William Faulkner described Caddy Compson as the true hero of The Sound and the Fury. However, the reader's image of her is mediated through the narrative voices of her three brothers: Benjy in part 1 of the novel, Quentin in part 2, and Jason in part 3.
Benjy's section of the novel is the least clear. Caddy takes care of him like a mother, but he also sees her as a child. He remembers when Caddy climbed a tree, and he looked up and noticed that her underclothes were muddy. This is symbolic of the sexual impurity which Quentin condemns more explicitly.
Quentin is protective of Caddy's honor and is horrified by her promiscuity. He has old-fashioned romantic ideals of chivalry and purity and wants to protect his sister from sin and from criticism.
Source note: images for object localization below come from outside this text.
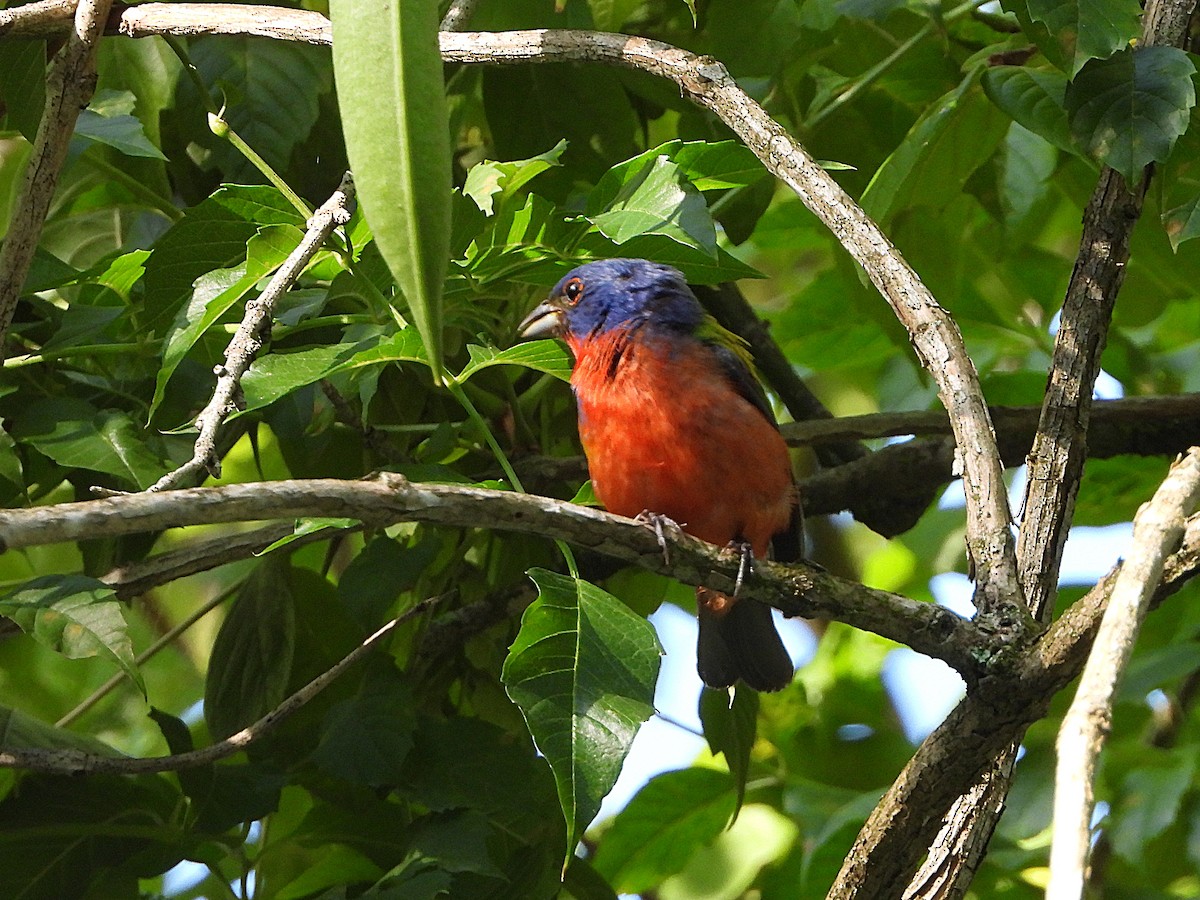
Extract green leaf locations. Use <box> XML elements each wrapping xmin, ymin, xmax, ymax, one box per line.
<box><xmin>239</xmin><ymin>329</ymin><xmax>427</xmax><ymax>413</ymax></box>
<box><xmin>0</xmin><ymin>576</ymin><xmax>144</xmax><ymax>695</ymax></box>
<box><xmin>1066</xmin><ymin>46</ymin><xmax>1197</xmax><ymax>184</ymax></box>
<box><xmin>593</xmin><ymin>768</ymin><xmax>736</xmax><ymax>894</ymax></box>
<box><xmin>700</xmin><ymin>687</ymin><xmax>759</xmax><ymax>814</ymax></box>
<box><xmin>1024</xmin><ymin>0</ymin><xmax>1141</xmax><ymax>73</ymax></box>
<box><xmin>456</xmin><ymin>340</ymin><xmax>574</xmax><ymax>384</ymax></box>
<box><xmin>982</xmin><ymin>66</ymin><xmax>1074</xmax><ymax>153</ymax></box>
<box><xmin>310</xmin><ymin>668</ymin><xmax>416</xmax><ymax>785</ymax></box>
<box><xmin>0</xmin><ymin>39</ymin><xmax>46</xmax><ymax>141</ymax></box>
<box><xmin>1111</xmin><ymin>748</ymin><xmax>1198</xmax><ymax>864</ymax></box>
<box><xmin>74</xmin><ymin>89</ymin><xmax>167</xmax><ymax>160</ymax></box>
<box><xmin>12</xmin><ymin>399</ymin><xmax>166</xmax><ymax>490</ymax></box>
<box><xmin>461</xmin><ymin>193</ymin><xmax>586</xmax><ymax>286</ymax></box>
<box><xmin>151</xmin><ymin>224</ymin><xmax>303</xmax><ymax>419</ymax></box>
<box><xmin>331</xmin><ymin>0</ymin><xmax>452</xmax><ymax>381</ymax></box>
<box><xmin>463</xmin><ymin>140</ymin><xmax>567</xmax><ymax>216</ymax></box>
<box><xmin>0</xmin><ymin>704</ymin><xmax>123</xmax><ymax>757</ymax></box>
<box><xmin>863</xmin><ymin>76</ymin><xmax>1010</xmax><ymax>225</ymax></box>
<box><xmin>588</xmin><ymin>0</ymin><xmax>644</xmax><ymax>31</ymax></box>
<box><xmin>337</xmin><ymin>535</ymin><xmax>443</xmax><ymax>629</ymax></box>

At one stage, he claims to have committed incest with her in a strange attempt to share in the consequences of what he regards as her sin. His obsession with Caddy grows as his mental state deteriorates, propelling him towards suicide.
Jason is the most straightforward of the three brothers and also is the crudest. He sees Caddy in her social role as a mother and attempts to make money out of her care for her daughter, assuming the role of her guardian and stealing the money Caddy sends for her upkeep. For him alone among the brothers, Caddy's sexual conduct is of little more than practical interest.